«Le dessin, c’est un outil à raconter» Christophe Chabouté
Lorsque j’étais encore à l’école secondaire je me souviens que je griffonnais constamment durant mes cours. Curieusement, aucun professeur ne m’a jamais repris à ce sujet. Je réussissais bien et c’est sans doute ce qui leur importait. Quoi qu’il en soit, ce n’est que plusieurs années plus tard que je me suis interrogée sur le pourquoi de cette habitude que j’avais prise par instinct, tout naturellement.
Je sais maintenant que le dessin intuitif est une forme d’art brut qui permet de créer un lien avec notre inconscient de manière directe. C’est donc un art profondément libre. Il consiste à dessiner ou peindre spontanément ce qui nous passe par la tête, sans faire intervenir le moindre savoir-faire et sans réfléchir à une forme concrète. C’est un art abstrait mais quand on pousse dans l’analyse de nos créations, on se rend compte que ces créations sont tout sauf abstraites.
Bien que je dessinais depuis que j’étais toute petite, à l’époque, je dessinais le plus souvent des graphismes sur des feuilles quadrillées. J’aimais regarder les formes répétitives qui donnaient comme un effet de kaléidoscope. Cependant, ce qui me plaisait le plus c’était l’effet calmant que me procurait cette activité car j’étais anxieuse. Quand je dessinais, je me sentais mieux, je faisais taire les pensées anxiogènes dans ma tête.

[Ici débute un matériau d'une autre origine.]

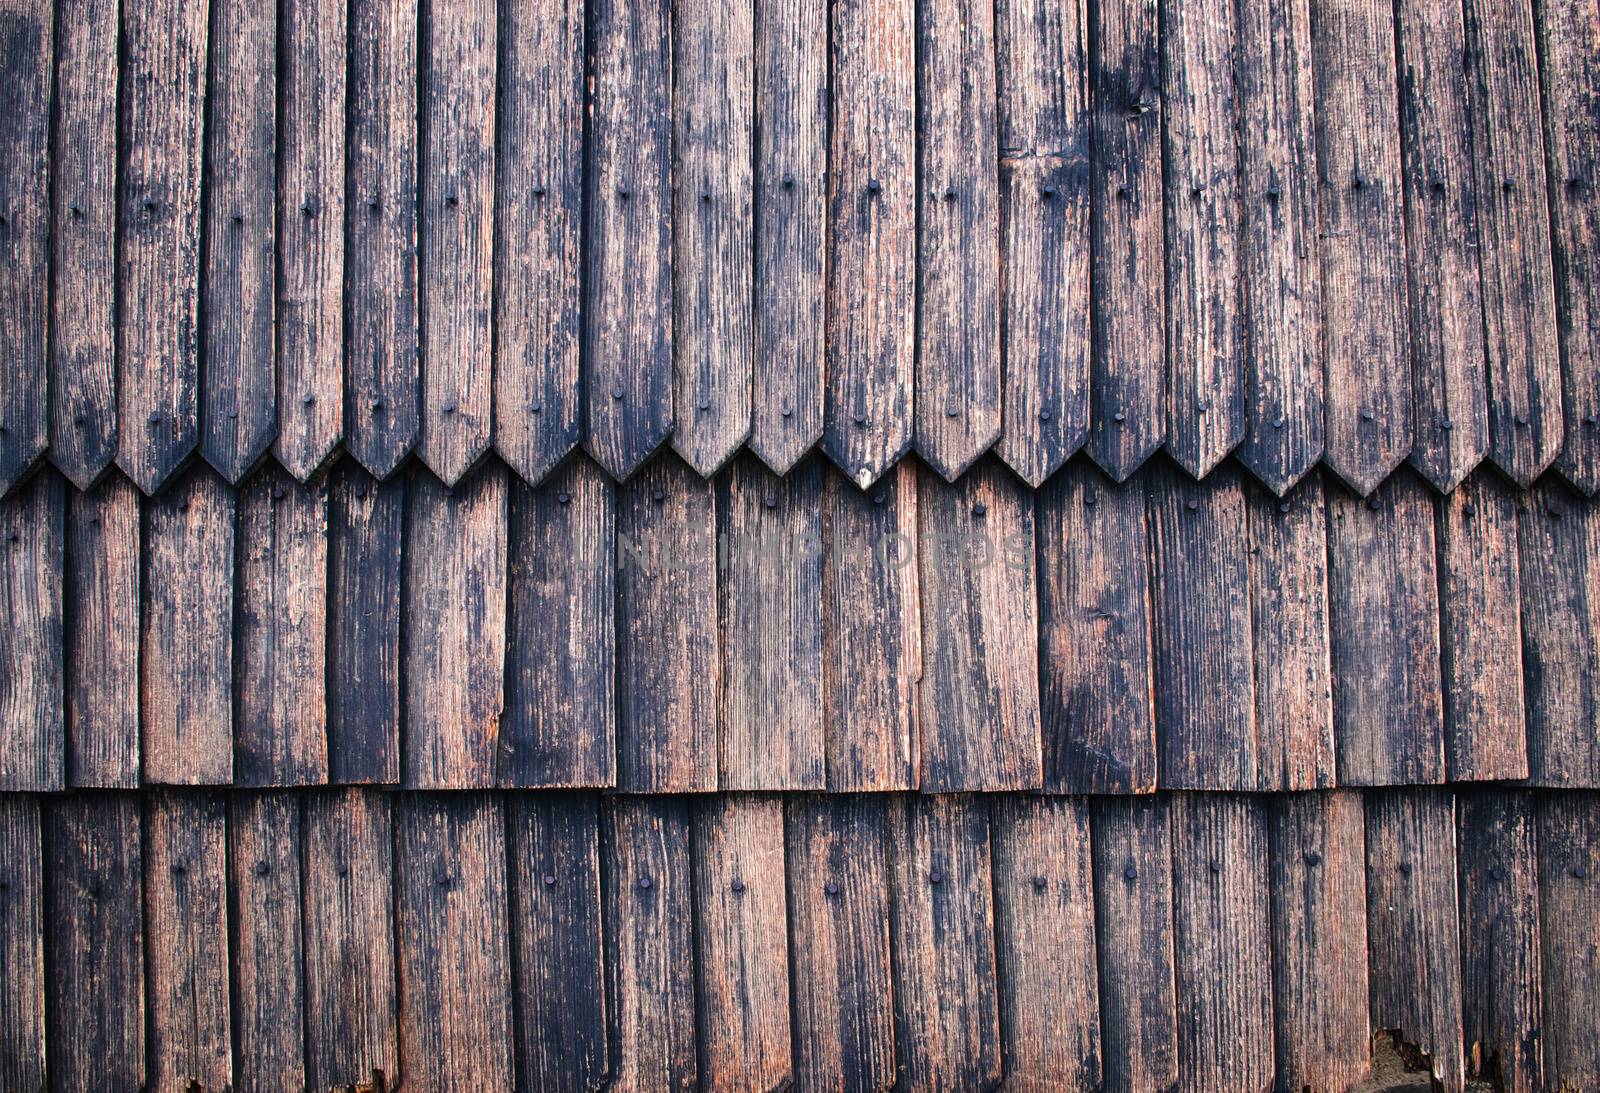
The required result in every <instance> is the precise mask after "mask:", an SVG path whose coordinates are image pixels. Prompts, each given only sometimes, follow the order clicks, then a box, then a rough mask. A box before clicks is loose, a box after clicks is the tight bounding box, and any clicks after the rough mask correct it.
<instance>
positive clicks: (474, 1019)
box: [395, 794, 514, 1093]
mask: <svg viewBox="0 0 1600 1093" xmlns="http://www.w3.org/2000/svg"><path fill="white" fill-rule="evenodd" d="M395 859H397V861H395V867H397V869H398V874H400V877H398V882H397V885H395V901H397V909H395V915H397V928H398V946H397V947H398V954H400V955H398V965H400V1061H402V1067H403V1071H402V1074H403V1079H405V1082H406V1083H408V1085H411V1087H418V1088H424V1090H442V1091H451V1093H453V1091H456V1090H461V1091H462V1093H466V1091H467V1090H506V1088H512V1083H514V1077H512V1047H510V1034H512V1018H510V1005H512V1002H510V970H509V962H510V951H509V941H507V922H506V818H504V815H502V811H501V802H499V799H498V797H491V795H486V794H418V795H408V797H405V799H402V802H400V808H398V818H397V821H395Z"/></svg>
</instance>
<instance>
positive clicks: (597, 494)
mask: <svg viewBox="0 0 1600 1093" xmlns="http://www.w3.org/2000/svg"><path fill="white" fill-rule="evenodd" d="M509 534H510V538H509V541H507V549H509V554H510V557H509V565H510V571H509V575H507V581H506V712H504V714H502V717H501V731H499V755H498V760H496V770H498V775H496V776H498V781H499V784H501V786H611V784H614V783H616V616H614V608H616V560H614V551H616V490H614V486H613V485H611V482H610V480H608V478H606V477H605V472H603V470H600V469H598V467H597V466H595V464H594V462H590V461H589V459H587V458H586V456H578V458H576V459H573V461H571V462H568V464H565V466H563V467H562V469H560V470H557V472H555V474H554V475H552V477H550V478H549V480H547V482H546V483H544V485H541V486H534V488H530V486H526V485H523V483H520V482H517V483H514V485H512V486H510V531H509Z"/></svg>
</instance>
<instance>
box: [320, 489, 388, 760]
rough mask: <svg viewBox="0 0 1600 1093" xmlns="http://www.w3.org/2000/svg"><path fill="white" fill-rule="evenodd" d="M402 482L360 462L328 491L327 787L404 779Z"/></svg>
mask: <svg viewBox="0 0 1600 1093" xmlns="http://www.w3.org/2000/svg"><path fill="white" fill-rule="evenodd" d="M403 528H405V482H403V480H400V478H390V480H389V482H382V483H379V482H374V480H373V478H371V475H368V474H366V470H363V469H362V467H360V464H357V462H355V461H349V462H346V464H342V466H341V467H338V469H336V470H334V472H333V475H331V477H330V485H328V623H326V626H328V648H326V653H325V658H326V661H328V682H330V687H328V781H333V783H397V781H400V578H402V542H403V539H405V531H403Z"/></svg>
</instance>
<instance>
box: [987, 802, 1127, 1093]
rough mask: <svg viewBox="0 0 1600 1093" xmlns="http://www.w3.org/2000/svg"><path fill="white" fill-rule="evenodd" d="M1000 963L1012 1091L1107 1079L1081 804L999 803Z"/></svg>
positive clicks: (1065, 1087)
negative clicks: (1099, 1000)
mask: <svg viewBox="0 0 1600 1093" xmlns="http://www.w3.org/2000/svg"><path fill="white" fill-rule="evenodd" d="M989 815H990V832H992V839H994V893H995V895H994V899H995V963H997V976H998V989H1000V1042H1002V1050H1003V1051H1005V1074H1006V1088H1008V1090H1019V1091H1021V1090H1037V1091H1040V1093H1043V1091H1045V1090H1082V1091H1083V1093H1090V1091H1091V1090H1098V1088H1099V1085H1101V1029H1099V983H1098V979H1096V975H1094V970H1096V967H1098V965H1096V957H1094V875H1093V867H1091V864H1090V811H1088V805H1086V803H1085V802H1082V800H1069V799H1062V797H1056V799H1050V797H1024V795H1021V794H1008V795H1005V797H995V799H992V800H990V813H989Z"/></svg>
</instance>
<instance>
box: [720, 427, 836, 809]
mask: <svg viewBox="0 0 1600 1093" xmlns="http://www.w3.org/2000/svg"><path fill="white" fill-rule="evenodd" d="M822 522H824V517H822V464H821V462H818V461H808V462H805V464H803V466H800V467H798V469H795V470H794V472H790V474H789V475H787V477H784V478H779V477H776V475H773V474H771V472H770V470H766V469H765V467H763V466H760V464H758V462H757V461H755V459H754V458H739V459H738V461H736V462H734V464H733V467H731V469H730V472H728V474H726V475H725V477H723V478H722V482H720V483H718V504H717V525H718V526H717V533H718V546H717V563H718V568H717V592H718V597H720V603H718V607H720V619H722V655H723V674H722V719H720V720H722V744H720V747H722V762H720V765H718V768H720V778H718V784H720V786H722V787H723V789H822V787H824V784H826V778H824V759H822V754H824V743H822V741H824V739H826V730H827V728H829V723H827V722H824V720H822V690H824V688H822ZM856 607H858V608H861V607H862V605H859V603H858V605H856Z"/></svg>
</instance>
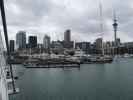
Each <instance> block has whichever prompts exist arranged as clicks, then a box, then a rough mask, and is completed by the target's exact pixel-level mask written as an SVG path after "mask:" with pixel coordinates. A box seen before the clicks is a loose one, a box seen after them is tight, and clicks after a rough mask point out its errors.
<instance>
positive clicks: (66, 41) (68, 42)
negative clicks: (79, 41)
mask: <svg viewBox="0 0 133 100" xmlns="http://www.w3.org/2000/svg"><path fill="white" fill-rule="evenodd" d="M70 41H71V30H69V29H68V30H66V31H65V32H64V42H66V43H69V42H70Z"/></svg>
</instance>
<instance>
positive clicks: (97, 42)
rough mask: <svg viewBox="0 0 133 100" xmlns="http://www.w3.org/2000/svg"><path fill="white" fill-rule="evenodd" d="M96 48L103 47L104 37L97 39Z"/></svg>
mask: <svg viewBox="0 0 133 100" xmlns="http://www.w3.org/2000/svg"><path fill="white" fill-rule="evenodd" d="M96 49H102V38H98V39H96Z"/></svg>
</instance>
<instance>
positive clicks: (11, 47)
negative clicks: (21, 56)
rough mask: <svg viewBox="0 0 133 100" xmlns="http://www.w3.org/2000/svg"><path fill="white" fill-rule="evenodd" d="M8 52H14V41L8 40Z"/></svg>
mask: <svg viewBox="0 0 133 100" xmlns="http://www.w3.org/2000/svg"><path fill="white" fill-rule="evenodd" d="M9 44H10V52H11V53H13V52H14V48H15V41H14V40H10V43H9Z"/></svg>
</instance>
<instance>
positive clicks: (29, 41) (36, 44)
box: [28, 36, 37, 48]
mask: <svg viewBox="0 0 133 100" xmlns="http://www.w3.org/2000/svg"><path fill="white" fill-rule="evenodd" d="M28 45H29V48H36V47H37V36H29V38H28Z"/></svg>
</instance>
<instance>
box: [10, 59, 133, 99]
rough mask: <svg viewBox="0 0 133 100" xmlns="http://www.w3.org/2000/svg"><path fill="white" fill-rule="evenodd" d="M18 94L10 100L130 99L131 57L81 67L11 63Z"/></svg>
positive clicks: (132, 97)
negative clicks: (103, 63)
mask: <svg viewBox="0 0 133 100" xmlns="http://www.w3.org/2000/svg"><path fill="white" fill-rule="evenodd" d="M15 70H16V75H18V76H19V79H18V80H17V81H16V82H17V87H19V88H20V93H19V94H16V95H12V96H10V100H133V59H121V60H118V61H114V62H113V63H112V64H83V65H81V68H80V69H78V68H69V69H61V68H53V69H25V68H24V67H23V66H22V65H16V66H15Z"/></svg>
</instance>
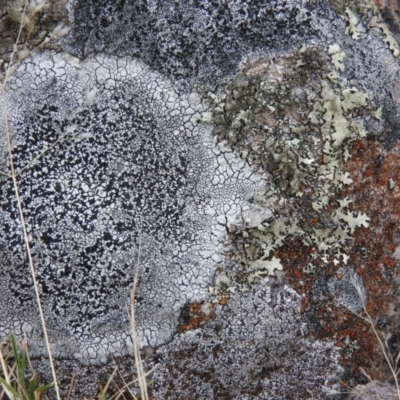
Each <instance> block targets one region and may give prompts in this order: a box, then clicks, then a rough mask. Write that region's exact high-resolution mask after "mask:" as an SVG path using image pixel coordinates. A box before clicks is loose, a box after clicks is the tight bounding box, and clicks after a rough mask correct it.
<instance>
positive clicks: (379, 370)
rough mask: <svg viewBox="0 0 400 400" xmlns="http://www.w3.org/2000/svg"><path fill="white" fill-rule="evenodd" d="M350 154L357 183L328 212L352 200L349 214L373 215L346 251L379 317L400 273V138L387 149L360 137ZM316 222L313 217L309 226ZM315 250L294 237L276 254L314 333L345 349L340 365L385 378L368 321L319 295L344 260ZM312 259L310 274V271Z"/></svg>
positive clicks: (392, 290) (345, 251)
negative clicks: (336, 261) (333, 342)
mask: <svg viewBox="0 0 400 400" xmlns="http://www.w3.org/2000/svg"><path fill="white" fill-rule="evenodd" d="M351 154H352V157H351V159H350V160H349V161H348V162H347V163H346V164H345V165H344V169H345V170H346V171H347V172H348V173H349V174H350V177H351V179H352V180H353V184H352V185H349V186H348V187H346V188H345V189H344V190H342V191H341V192H340V193H337V194H336V195H335V196H333V197H332V198H331V200H330V204H329V206H328V207H326V210H325V211H326V212H327V213H330V212H335V207H337V204H336V202H337V201H338V200H340V199H344V198H348V199H349V200H351V202H352V203H350V204H349V206H348V210H349V212H352V213H357V212H363V213H365V214H366V215H367V216H368V217H369V218H370V221H369V227H368V228H365V227H361V228H357V229H355V232H354V234H353V236H352V238H351V239H350V240H348V241H347V242H346V244H345V245H344V247H343V249H344V251H345V253H346V254H347V255H348V256H349V261H348V266H349V267H350V268H353V269H354V271H355V272H356V273H357V274H359V275H360V276H361V277H362V279H363V284H364V287H365V292H366V304H365V307H366V310H367V311H368V313H369V315H370V316H371V318H372V319H373V320H374V321H377V320H378V318H379V317H382V316H385V315H389V314H390V312H389V310H390V307H389V305H390V304H391V303H392V304H393V303H394V299H393V295H392V293H393V287H392V286H391V282H392V281H393V280H394V278H399V274H400V272H399V270H398V268H396V267H397V266H398V265H399V262H398V260H396V258H395V257H394V253H395V251H396V249H397V248H398V246H399V245H400V223H399V221H400V142H399V144H397V145H396V146H395V147H394V148H393V149H392V150H390V151H386V150H385V149H384V148H383V146H382V145H381V144H380V143H379V142H378V141H375V140H368V141H367V140H358V141H356V142H355V143H354V144H353V147H352V151H351ZM330 207H331V208H330ZM318 222H319V221H318V219H317V218H316V217H315V216H313V218H312V219H310V221H309V225H310V226H313V225H314V224H316V223H318ZM312 251H313V250H312V248H311V247H307V246H304V245H303V244H302V241H301V238H293V237H292V238H288V239H287V240H286V241H285V244H284V245H283V246H282V247H281V248H279V249H278V250H277V251H276V252H275V254H274V255H275V257H278V258H279V259H280V260H281V263H282V266H283V269H284V271H285V274H286V281H287V282H288V283H289V284H290V285H291V286H292V287H293V288H294V289H295V290H296V291H297V292H298V293H299V294H301V295H302V296H303V300H302V306H301V311H302V315H303V316H304V317H305V318H307V319H308V321H309V322H310V321H311V322H310V324H309V325H310V326H311V328H310V333H312V334H313V335H314V336H316V337H318V338H321V339H324V338H326V339H330V340H332V338H333V339H334V340H335V341H336V343H337V345H338V346H339V347H341V349H342V352H341V354H342V356H341V362H342V364H343V365H344V366H345V367H346V369H347V370H348V371H351V373H352V374H353V376H357V375H360V372H359V368H360V367H362V368H364V369H367V370H368V371H369V373H370V374H371V376H372V377H373V378H374V379H385V374H387V372H388V370H387V364H386V361H385V360H384V357H383V353H382V351H381V349H380V348H379V344H378V340H377V338H376V336H375V334H374V333H373V330H372V329H371V325H370V323H369V322H368V321H366V320H365V319H363V318H360V316H357V315H355V314H354V313H352V312H350V311H349V310H347V309H345V308H344V307H342V306H340V305H338V303H336V302H335V299H334V297H333V296H332V295H331V294H330V293H329V292H327V293H325V298H324V299H323V300H321V297H318V296H316V295H315V287H316V280H317V279H318V277H321V276H322V278H321V279H322V280H327V279H328V278H330V277H331V278H334V279H337V280H338V281H341V280H342V279H343V278H344V276H343V274H342V272H341V271H338V269H339V268H340V267H341V263H337V262H336V263H335V262H333V261H334V260H333V259H329V258H328V260H326V261H328V262H326V263H323V262H322V261H320V260H319V259H318V255H317V254H313V252H312ZM311 261H312V265H313V266H314V270H313V271H311V272H312V273H310V270H309V269H307V266H308V265H309V263H310V262H311ZM382 334H383V333H382ZM386 377H387V376H386Z"/></svg>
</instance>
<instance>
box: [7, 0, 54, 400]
mask: <svg viewBox="0 0 400 400" xmlns="http://www.w3.org/2000/svg"><path fill="white" fill-rule="evenodd" d="M27 3H28V2H27V0H25V3H24V8H23V16H24V15H25V13H26V9H27ZM23 27H24V18H22V19H21V24H20V28H19V32H18V36H17V40H16V42H15V44H14V48H13V52H12V54H11V57H10V62H9V65H8V68H7V71H6V75H5V77H4V81H3V83H2V85H1V94H2V98H3V118H4V126H5V133H6V139H7V149H8V155H9V163H10V172H11V179H12V181H13V186H14V192H15V197H16V201H17V206H18V212H19V217H20V221H21V227H22V233H23V237H24V242H25V247H26V252H27V256H28V261H29V267H30V270H31V275H32V281H33V286H34V290H35V295H36V301H37V305H38V310H39V315H40V320H41V324H42V328H43V333H44V338H45V343H46V349H47V352H48V355H49V360H50V367H51V372H52V375H53V380H54V388H55V390H56V394H57V399H58V400H61V396H60V392H59V388H58V383H57V375H56V371H55V367H54V362H53V357H52V353H51V346H50V342H49V338H48V334H47V329H46V321H45V318H44V313H43V308H42V303H41V299H40V292H39V286H38V283H37V279H36V272H35V266H34V263H33V258H32V253H31V247H30V244H29V237H28V233H27V228H26V224H25V219H24V214H23V210H22V204H21V199H20V195H19V188H18V182H17V176H16V174H15V169H14V162H13V155H12V147H11V133H10V129H9V123H8V115H7V97H6V90H5V89H6V84H7V81H8V79H9V77H10V76H11V71H12V68H11V66H12V64H13V59H14V56H15V53H16V51H17V46H18V42H19V39H20V37H21V32H22V29H23ZM3 369H4V368H3Z"/></svg>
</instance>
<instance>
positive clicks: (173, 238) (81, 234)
mask: <svg viewBox="0 0 400 400" xmlns="http://www.w3.org/2000/svg"><path fill="white" fill-rule="evenodd" d="M50 87H52V88H53V89H52V90H53V93H54V97H53V99H52V101H51V104H49V103H48V96H49V90H50V89H49V88H50ZM28 99H29V101H28ZM7 100H8V101H7V104H8V115H9V124H10V130H11V132H12V135H13V137H12V142H13V149H12V151H13V155H14V162H15V167H16V171H17V173H18V174H19V175H18V184H19V188H20V192H21V198H22V206H23V209H24V214H25V220H26V223H27V226H28V234H29V237H30V238H31V241H32V252H33V256H34V263H35V268H36V274H37V279H38V281H39V285H40V290H41V293H42V301H43V307H44V310H45V313H46V318H47V324H48V328H49V333H50V338H51V343H52V346H53V352H54V355H55V356H56V357H76V358H79V359H80V360H82V362H86V363H88V362H91V363H98V362H100V361H102V362H104V361H105V360H106V359H107V357H108V356H109V355H111V354H113V355H114V356H116V355H124V354H127V353H129V352H130V349H131V343H130V333H129V332H130V322H129V318H128V314H127V306H128V302H129V290H130V288H131V286H132V283H133V277H134V274H135V271H136V270H137V269H138V268H139V265H140V266H141V271H140V285H139V292H138V306H137V325H138V333H139V340H140V345H141V346H158V345H161V344H163V343H165V342H167V341H169V340H170V339H171V337H172V335H173V334H174V332H175V330H176V326H177V323H178V316H179V310H180V308H181V307H182V306H183V305H184V304H186V303H187V302H193V301H200V300H202V299H203V298H204V297H205V296H206V295H207V293H208V286H209V285H210V284H211V279H212V277H213V275H214V272H215V270H216V267H217V266H218V265H219V263H220V262H221V260H222V257H223V249H222V245H221V243H220V242H221V240H222V239H223V238H224V234H225V228H224V226H223V225H221V224H220V221H221V220H222V219H223V220H224V221H226V222H231V223H232V222H233V221H234V219H235V218H236V216H237V215H238V214H240V213H241V212H243V211H245V210H249V209H250V208H251V205H250V203H249V202H248V200H249V199H251V198H252V197H253V196H254V193H256V192H257V191H258V190H262V189H263V187H264V186H265V184H264V183H263V179H262V177H261V176H260V175H257V174H256V173H255V171H254V170H253V169H252V168H251V167H250V166H249V165H248V163H246V162H245V161H243V160H241V159H240V158H239V157H237V156H236V155H235V154H234V153H233V152H232V150H230V149H229V148H228V147H227V146H224V145H223V144H217V143H215V141H214V140H213V137H212V135H211V132H210V128H209V127H207V126H205V125H204V124H202V123H199V120H200V116H201V112H202V111H203V106H202V104H201V102H200V100H199V97H198V95H196V93H190V94H180V93H179V92H177V91H176V90H175V88H174V86H173V85H172V84H171V82H170V81H168V80H166V79H165V78H163V77H162V76H161V75H159V74H157V73H155V72H153V71H151V70H150V69H149V68H148V67H147V66H146V65H144V64H142V63H140V62H138V61H136V60H132V59H129V58H123V59H116V58H114V57H105V56H103V57H99V56H98V57H96V58H94V59H88V60H86V61H84V62H77V60H76V59H73V58H72V59H71V58H70V57H68V56H60V55H57V54H55V53H51V52H46V53H43V54H41V57H39V58H27V59H26V61H24V62H23V63H22V64H21V65H20V66H19V68H18V69H17V70H16V72H15V73H14V75H13V76H12V77H11V78H10V81H9V83H8V90H7ZM0 127H1V129H2V137H3V138H4V135H5V131H4V121H3V120H2V118H1V117H0ZM2 143H5V141H4V140H3V141H2ZM1 152H2V159H3V162H2V165H3V168H5V169H6V170H7V168H8V161H7V149H6V146H5V145H3V146H2V148H1ZM0 179H1V181H2V193H3V195H2V197H1V203H0V204H1V209H2V213H1V216H0V220H1V229H0V241H1V243H3V244H4V248H2V259H1V260H2V263H1V271H0V274H1V277H2V279H1V288H2V296H1V299H0V306H1V308H2V309H3V310H4V311H3V313H2V322H1V326H0V333H1V336H2V337H4V336H7V335H8V334H9V332H10V331H12V330H13V331H15V332H16V333H17V334H18V335H27V337H28V339H29V340H30V341H31V342H32V344H31V349H30V351H31V354H32V355H39V354H41V353H42V351H43V350H42V346H43V342H42V340H41V327H40V323H39V320H38V318H37V317H36V313H34V312H32V309H34V307H35V300H34V296H33V292H32V287H31V285H30V284H29V282H30V276H29V273H28V269H27V264H26V259H25V255H24V254H25V252H24V243H23V240H22V236H21V235H20V234H19V231H18V221H17V220H16V219H15V215H16V212H17V211H16V203H15V202H14V201H13V187H12V182H11V180H10V179H9V178H7V177H6V176H5V175H1V178H0ZM6 244H7V245H6ZM13 304H14V305H13Z"/></svg>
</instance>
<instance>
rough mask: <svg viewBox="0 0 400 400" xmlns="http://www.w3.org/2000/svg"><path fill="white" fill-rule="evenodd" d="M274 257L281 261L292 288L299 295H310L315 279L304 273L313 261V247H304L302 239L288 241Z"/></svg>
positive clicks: (312, 277)
mask: <svg viewBox="0 0 400 400" xmlns="http://www.w3.org/2000/svg"><path fill="white" fill-rule="evenodd" d="M274 255H275V257H277V258H279V259H280V260H281V263H282V265H283V269H284V271H285V273H286V280H287V282H288V283H289V284H290V286H292V287H293V289H295V290H296V291H297V292H298V293H299V294H304V293H308V292H309V291H310V290H311V284H312V280H313V277H312V275H310V274H307V273H306V272H304V268H306V267H307V265H308V264H309V263H310V261H311V255H312V249H311V247H307V246H304V245H303V243H302V242H301V240H300V239H288V240H286V242H285V244H284V245H283V246H282V247H280V248H279V249H278V250H276V252H275V254H274Z"/></svg>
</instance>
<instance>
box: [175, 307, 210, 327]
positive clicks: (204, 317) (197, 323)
mask: <svg viewBox="0 0 400 400" xmlns="http://www.w3.org/2000/svg"><path fill="white" fill-rule="evenodd" d="M210 319H211V320H213V319H215V306H214V304H212V303H207V304H204V303H192V304H188V305H186V306H185V307H184V309H183V311H182V312H181V316H180V321H181V325H180V326H179V328H178V332H179V333H183V332H186V331H190V330H192V329H198V328H200V326H201V325H203V324H204V323H205V322H206V321H207V320H210Z"/></svg>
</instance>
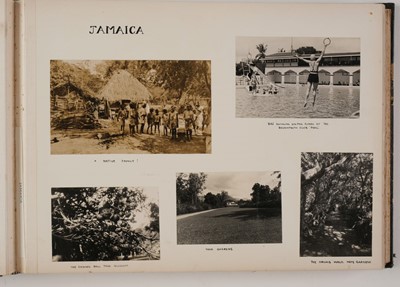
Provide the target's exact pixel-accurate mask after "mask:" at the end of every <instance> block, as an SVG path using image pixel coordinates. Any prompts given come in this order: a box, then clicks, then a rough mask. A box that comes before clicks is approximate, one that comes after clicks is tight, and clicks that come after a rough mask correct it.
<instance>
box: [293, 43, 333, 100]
mask: <svg viewBox="0 0 400 287" xmlns="http://www.w3.org/2000/svg"><path fill="white" fill-rule="evenodd" d="M328 45H329V44H324V50H323V51H322V53H321V55H320V56H319V57H318V59H316V56H315V54H312V55H311V56H310V60H307V59H304V58H303V57H300V56H299V55H297V53H296V54H294V56H295V57H296V58H298V59H300V60H302V61H304V62H306V63H308V65H309V66H310V74H309V75H308V80H307V93H306V97H305V99H304V107H306V106H307V100H308V98H309V96H310V92H311V89H312V91H313V97H314V99H313V106H314V105H315V99H316V97H317V89H318V83H319V77H318V69H319V64H320V62H321V60H322V57H323V56H324V54H325V50H326V47H327V46H328Z"/></svg>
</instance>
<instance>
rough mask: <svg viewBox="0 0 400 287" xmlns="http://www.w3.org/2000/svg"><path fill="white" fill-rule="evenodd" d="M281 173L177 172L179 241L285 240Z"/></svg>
mask: <svg viewBox="0 0 400 287" xmlns="http://www.w3.org/2000/svg"><path fill="white" fill-rule="evenodd" d="M281 199H282V196H281V172H280V171H267V172H264V171H263V172H188V173H177V176H176V204H177V243H178V245H184V244H272V243H282V202H281Z"/></svg>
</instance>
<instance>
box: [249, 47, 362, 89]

Ces petits griffonnages sont beaucoup plus significatifs qu’on le croit. J’ai découvert au fil du temps que chaque message visuel est composé de plusieurs éléments qui, une fois réunis dans une composition, créent en quelque sorte un message ou une expression de soi. L’expérience du dessin nous prépare aux autres genres de créations visuelles. J’ai donc poussé mon expérience en m’inscrivant à des cours d’arts pour en apprendre plus. Par nature, je m’interrogeais sur le pourquoi des choses et j’ai voulu décortiquer cet art qui résulte de mon intuition.
Les lignes
J’ai découvert ainsi, que ces lignes dont je prenais tant plaisir à créer, était un chemin fictif qui dirigeait l’œil vers différents endroits. Elles tracent, délimitent et séparent les sections d’un espace donné tout en unissant l’ensemble de l’œuvre. Elles permettent de définir des directions et une profondeur de manière plus ou moins précise selon ses caractéristiques. Selon le type de ligne tracée, elles suscitent dans l’œuvre des émotions différentes. Bref, les lignes jouent un rôle majeur dans la composition visuelle dans son ensemble. Lors d’une création intuitive et spontanée, les lignes deviennent un outil d’expression qui sert parfois à diminuer le stress ou encore augmenter la concentration.
Les formes
Je me suis ensuite attardée aux formes. Ces espaces délimités par un contour qui sont créés par une ligne fermée ou suggérée. Les formes ont souvent l’apparence d’une masse qui représente une figure abstraite ou figurative, organique ou géométrique. Elles sont souvent prétexte à l’application d’une texture, d’un motif, d’ombre et de lumière, d’une valeur, de couleurs, etc. Elles occupent généralement une place importante dans une composition visuelle, et elles sont même fréquemment le personnage ou le point central. Les formes servent souvent à idéaliser la représentation d’un message visuel précis. Leur utilisation est déterminante pour l’expression du message et la transmission de l’émotion. La spontanéité créative se traduit par des formes qui expriment souvent le discours intérieur.
La texture
La texture des choses me fascine beaucoup. Je suis sensible au sens du toucher et la texture est reliée au sens du toucher. Représentée ou réelle, la texture est l’effet d’un traitement de la surface. La texture donne des indices sur les propriétés de la matière et permet de définir les matériaux qui constituent la forme ou l’objet. Elle contribue sensiblement à l’impression ressentie devant la composition. De plus, c’est souvent la texture qui fait ressortir les effets de l’ombre et de la lumière, avec des facettes, des angles et des parties en creux ou en saillie qui reflètent la source de luminosité à de multiples endroits. Du reste, j’ai découvert, en réalisant des créations, que la texture est souvent le reflet de mon émotion.
La répétition
Quand je créais mes graphismes sur le papier quadrillé, je voyais mes dessins comme une mélodie ou un discours. Le rythme qui résultait de l’emploi répétés de certains éléments, était comme une organisation de mon espace. Ces éléments, souvent des motifs, semblables ou différents, qui s’intègrent entre eux dans l’espace en succession, en séquence, en enchaînement ou en regroupement étaient souvent des intentions d’expression et cela même je n’en était pas du tout consciente.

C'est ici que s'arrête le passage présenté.